Luca Guadagnino has been a director working at the height of his artistic prowess for several years now (in 2024 alone, he released two films both of which are likely to be major awards contenders), but Challengers feels like the culmination of everything he has built towards, a stylish melodrama bristling with eroticism and levity at every turn.

With each frame of this carefully curated visual yearn-fest, Guadagnino obsessively highlights sex and lust without ever showcasing nudity. Each shot captures an essence of innuendo, a fascinating exploration of human bodies at the height of passion.

One could argue a sense of self indulgence in the camerawork here, often opting for the most interesting visual in lieu of something that may better serve the story, but big swings in the directorial vision are what make Challengers so much more than just another sports movie. Tennis becomes an allegorical concept for the violent lust of our three protagonists.

The screenplay by Justin Kuritzkes crafts three lovable anti-heroes each fighting through the pomp and frill of tennis and showmanship to capture the love that eternally waits on the other side of the literal and metaphorical net. Patrick, a self-admitted asshole, is perhaps the most honest of the three, always driving towards his goal with acute sincerity if not outright dismissiveness of the consequences.

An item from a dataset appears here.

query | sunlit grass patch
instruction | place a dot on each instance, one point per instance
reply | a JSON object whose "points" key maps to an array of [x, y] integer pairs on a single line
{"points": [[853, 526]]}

Art tactically guides the game of their love triangle to his whims, yet he feels lost in wanting to settle his life and career down but being relegated to playing second fiddle to his wife’s passions.

Tashi is all at once the film’s most sympathetic character and its biggest villain, a woman so obsessed over control of her own life that once its stripped from her she has no choice but to find a vessel to live vicariously through, someone who still sees her as more than the promise of the woman she was in order to give purpose to the woman she wishes she could be.

The simplicity of this dynamic can be defined in primitive terms: Patrick wants Art, Art wants Tashi, and Tashi wants tennis (if you read deeper into that basic stating of wants, then you’re right where the film wants you to be). In framing this as the conceit of the story, every action and reaction enacted by these characters comes into focus through propulsive yearning and complicated backstabbing leading to a chaotic, nonlinear narrative that ups the stakes of every game with each subsequent scene.

It’s a masterful screenplay that Guadagnino mines every crevice of for maximum visual, political intrigue between these uniquely flawed and earnest characters. The performances from our three leads are reliably great particularly Josh O’Connor who imbues Patrick with such a breadth of hopefulness as he yearns to bring the band back together and live the glory days of bisexual passion.

The film is punctuated with Trent Reznor and Atticus Ross’s finest score since The Social Network, a series of electronic, synth-heavy compositions that frenetically pulse through each scene in key moments to heighten the thematic correlation between tennis and life for these three challengers.

As someone who grew up with tennis, it came as a shock how easily Guadagnino and company crafted the scenes of the actual sport itself, treating each stroke as a piece of choreography and using a CGI ball to allow Guadagnino and cinematographer Sayombhu Mukdeeprom to maneuver the camera with a series of increasingly stylish flourishes that capture the propulsive feeling of seeing truly great competitive play.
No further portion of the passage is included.